HL-60 cells, belonging to human leukemia cells, have been widely used for differentiation investigations. Previous studies have revealed that HL-60 cells can be induced to differentiate into granulocytes, monocytes and macrophages by treating the cells with various agents, including retinoic acid (RA), dimethyl sulphoxide (DMSO), vitamin D and 12-O-tetradecanoyl phorbol-13-acetate (TPA) (1,2). Several previous studies have indicated that the mitogen-activated protein kinase (MAPK) signaling pathways, c-Jun N-terminal kinase (JNK), p38 and extracellular signal-regulated kinase (ERK), are important for HL-60 cell differentiation (3–7). RA and DMSO can induce HL-60 cells to differentiate into granulocytes via the ERK phosphorylation signaling pathway (8–10), vitamin D can induce HL-60 cells to differentiate into monocytes via the EKR, JNK and p38 phosphorylation signaling pathways (4,11,12) and TPA can induce HL-60 cells to differentiate into macrophages via the ERK phosphorylation signaling pathway (13,14). In addition, previous studies have demonstrated that ERK5 is associated with vitamin D-differentiated HL-60 cells, while ERK/1/2 is associated with TPA-differentiated and RA-differentiated HL-60 cells (14–17). These previous reports indicated that ERK5 phosphorylation is required to differentiate HL-60 cells into monocytes, while ERK1/2 is required to differentiate HL-60 cells into granulocytes and macrophages.

The MAPK signaling pathways, protein kinase C (PKC) and oxidative stress may also be associated with HL-60 differentiation (18–21). The activation of PKC is observed in RA-, vitamin D- and TPA-differentiated HL-60 cells (13,14,22,23). However, oxidative stress can affect HL-60 cell differentiation. A previous study revealed that antioxidants, catalase, superoxide dismutase and N-acetyl cysteine increase the differentiation rate of vitamin D-treated HL-60 cells (24). However, compared with vitamin D-treated HL-60 cells, antioxidant inhibits cell differentiation in TPA-treated HL-60 cells (25). Therefore, oxidative stress exerts a dual role to promote vitamin D-differentiated cells and to inhibit TPA-differentiated cells.

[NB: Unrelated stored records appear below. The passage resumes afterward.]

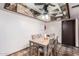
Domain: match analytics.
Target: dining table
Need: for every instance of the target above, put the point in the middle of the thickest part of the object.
(40, 42)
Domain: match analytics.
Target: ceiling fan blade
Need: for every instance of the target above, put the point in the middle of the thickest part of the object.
(39, 3)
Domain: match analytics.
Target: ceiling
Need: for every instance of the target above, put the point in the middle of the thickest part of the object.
(42, 11)
(48, 10)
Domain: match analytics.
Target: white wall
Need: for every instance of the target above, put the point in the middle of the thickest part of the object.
(16, 31)
(74, 12)
(54, 27)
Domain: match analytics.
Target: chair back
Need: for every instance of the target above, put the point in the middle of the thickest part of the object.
(52, 36)
(51, 43)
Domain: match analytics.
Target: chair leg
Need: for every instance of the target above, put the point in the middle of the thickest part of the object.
(38, 53)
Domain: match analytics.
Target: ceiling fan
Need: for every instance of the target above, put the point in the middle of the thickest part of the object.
(45, 6)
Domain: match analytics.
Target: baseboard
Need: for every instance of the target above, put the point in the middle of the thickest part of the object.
(17, 51)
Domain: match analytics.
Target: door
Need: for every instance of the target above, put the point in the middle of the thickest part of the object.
(68, 32)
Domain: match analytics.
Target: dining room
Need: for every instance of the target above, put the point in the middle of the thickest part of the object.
(39, 29)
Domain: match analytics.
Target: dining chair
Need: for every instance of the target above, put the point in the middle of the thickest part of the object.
(56, 46)
(34, 47)
(49, 50)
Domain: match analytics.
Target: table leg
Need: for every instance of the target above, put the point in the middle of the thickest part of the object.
(45, 51)
(30, 48)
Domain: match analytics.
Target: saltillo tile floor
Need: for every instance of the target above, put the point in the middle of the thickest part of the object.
(61, 50)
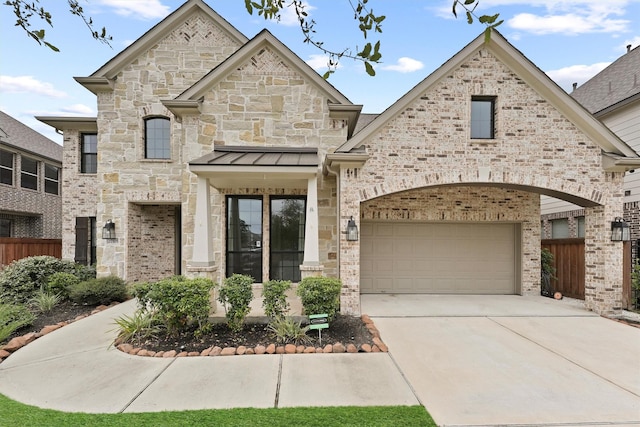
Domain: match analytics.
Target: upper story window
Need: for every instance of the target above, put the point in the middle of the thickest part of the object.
(6, 167)
(29, 173)
(89, 153)
(157, 134)
(483, 117)
(51, 179)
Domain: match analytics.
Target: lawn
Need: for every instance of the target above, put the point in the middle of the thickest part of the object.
(16, 414)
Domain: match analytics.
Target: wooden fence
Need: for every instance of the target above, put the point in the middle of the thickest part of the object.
(12, 249)
(568, 260)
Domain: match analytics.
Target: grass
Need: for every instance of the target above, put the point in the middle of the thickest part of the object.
(15, 413)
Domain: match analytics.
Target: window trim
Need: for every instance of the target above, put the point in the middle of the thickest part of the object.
(492, 101)
(24, 173)
(51, 180)
(163, 149)
(7, 168)
(85, 154)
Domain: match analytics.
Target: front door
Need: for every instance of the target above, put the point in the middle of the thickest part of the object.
(244, 236)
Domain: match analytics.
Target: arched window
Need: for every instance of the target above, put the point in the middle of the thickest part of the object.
(157, 134)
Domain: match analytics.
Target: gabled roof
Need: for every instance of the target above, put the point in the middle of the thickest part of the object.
(527, 71)
(17, 134)
(613, 86)
(339, 105)
(101, 79)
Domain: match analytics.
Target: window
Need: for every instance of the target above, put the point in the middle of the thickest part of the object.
(5, 228)
(560, 228)
(580, 226)
(157, 138)
(85, 240)
(244, 236)
(6, 167)
(482, 117)
(51, 179)
(29, 173)
(89, 153)
(287, 238)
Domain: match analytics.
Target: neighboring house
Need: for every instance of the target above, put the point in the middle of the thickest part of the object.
(612, 96)
(30, 190)
(213, 154)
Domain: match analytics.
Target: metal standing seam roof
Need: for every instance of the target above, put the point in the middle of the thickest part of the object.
(259, 156)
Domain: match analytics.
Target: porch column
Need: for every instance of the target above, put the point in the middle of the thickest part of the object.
(311, 262)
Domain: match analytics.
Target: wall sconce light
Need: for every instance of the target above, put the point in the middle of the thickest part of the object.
(352, 231)
(109, 230)
(620, 230)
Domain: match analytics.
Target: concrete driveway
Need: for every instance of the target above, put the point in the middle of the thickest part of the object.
(497, 360)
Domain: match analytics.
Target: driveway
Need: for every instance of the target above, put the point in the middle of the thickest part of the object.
(496, 360)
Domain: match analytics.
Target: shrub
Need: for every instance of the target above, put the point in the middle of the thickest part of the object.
(285, 330)
(177, 301)
(12, 318)
(103, 290)
(21, 279)
(59, 284)
(138, 327)
(236, 294)
(44, 301)
(274, 296)
(85, 272)
(320, 295)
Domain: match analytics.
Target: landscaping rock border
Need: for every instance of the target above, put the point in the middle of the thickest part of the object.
(377, 347)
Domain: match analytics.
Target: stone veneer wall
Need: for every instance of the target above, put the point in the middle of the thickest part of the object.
(535, 146)
(266, 103)
(124, 175)
(152, 242)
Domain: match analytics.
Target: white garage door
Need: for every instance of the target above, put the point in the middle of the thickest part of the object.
(462, 258)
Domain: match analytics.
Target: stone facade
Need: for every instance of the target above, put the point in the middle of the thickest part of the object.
(415, 162)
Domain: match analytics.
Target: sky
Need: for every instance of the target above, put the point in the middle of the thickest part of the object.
(570, 40)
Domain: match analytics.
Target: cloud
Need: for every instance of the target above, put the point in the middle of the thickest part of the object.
(565, 77)
(553, 16)
(28, 84)
(320, 62)
(142, 9)
(404, 65)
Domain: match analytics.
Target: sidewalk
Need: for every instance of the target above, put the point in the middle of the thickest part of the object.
(75, 369)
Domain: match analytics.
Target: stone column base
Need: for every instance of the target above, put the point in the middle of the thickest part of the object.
(311, 270)
(208, 272)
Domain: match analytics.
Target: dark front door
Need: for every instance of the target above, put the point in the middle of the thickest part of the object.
(244, 236)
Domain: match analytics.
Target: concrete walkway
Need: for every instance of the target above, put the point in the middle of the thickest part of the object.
(509, 360)
(75, 369)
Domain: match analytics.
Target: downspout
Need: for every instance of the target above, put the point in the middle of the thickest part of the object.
(335, 173)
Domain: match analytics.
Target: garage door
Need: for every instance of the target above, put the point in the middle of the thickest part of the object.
(438, 258)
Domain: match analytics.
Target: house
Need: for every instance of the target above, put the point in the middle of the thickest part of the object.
(213, 154)
(613, 97)
(30, 190)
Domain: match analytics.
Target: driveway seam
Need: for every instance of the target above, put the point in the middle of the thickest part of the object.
(154, 379)
(562, 356)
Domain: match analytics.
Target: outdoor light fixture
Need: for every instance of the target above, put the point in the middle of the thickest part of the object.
(620, 230)
(352, 231)
(109, 230)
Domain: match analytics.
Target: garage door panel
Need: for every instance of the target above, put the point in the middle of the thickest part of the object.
(438, 258)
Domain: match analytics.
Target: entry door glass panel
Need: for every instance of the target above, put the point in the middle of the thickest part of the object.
(244, 237)
(287, 238)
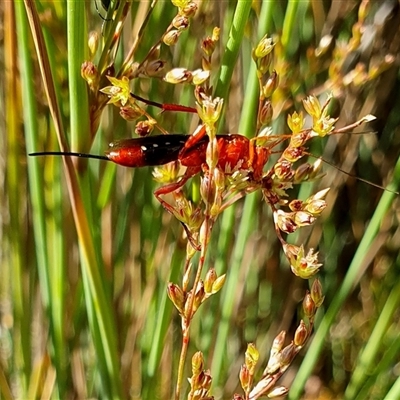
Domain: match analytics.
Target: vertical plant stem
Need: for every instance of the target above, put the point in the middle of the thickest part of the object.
(345, 289)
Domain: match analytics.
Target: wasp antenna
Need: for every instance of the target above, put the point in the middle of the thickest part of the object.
(70, 154)
(355, 176)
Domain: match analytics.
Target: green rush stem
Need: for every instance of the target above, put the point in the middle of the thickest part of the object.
(188, 318)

It is well known that RA and vitamin D can induce HL-60 cells to differentiate into granulocytes and monocytes, respectively. As with RA and vitamin D, ascorbic acid is also a type of vitamin. Previous studies have demonstrated that ascorbic acid can activate the ERK signaling pathway to induce progenitor cell differentiation (26,27). Additionally, several studies have demonstrated that high-doses of ascorbic acid (>100 μM) can activate a caspase cascade to promote radiation-induced and etoposide-induced apoptosis in HL-60 cells (28,29). A previous study also demonstrated that high-doses of ascorbic can induce HL-60 cell apoptosis and induce a fraction of HL-60 cells to express the granulocyte marker, CD 66b (30). By contrast, low-doses of ascorbic acid decreases levels of cellular H2O2 and protects HL-60 cells against X ray- and As2O3-induced apoptosis (31–34). However, whether ascorbic acid affects TPA-differentiated HL-60 cells remains to be elucidated.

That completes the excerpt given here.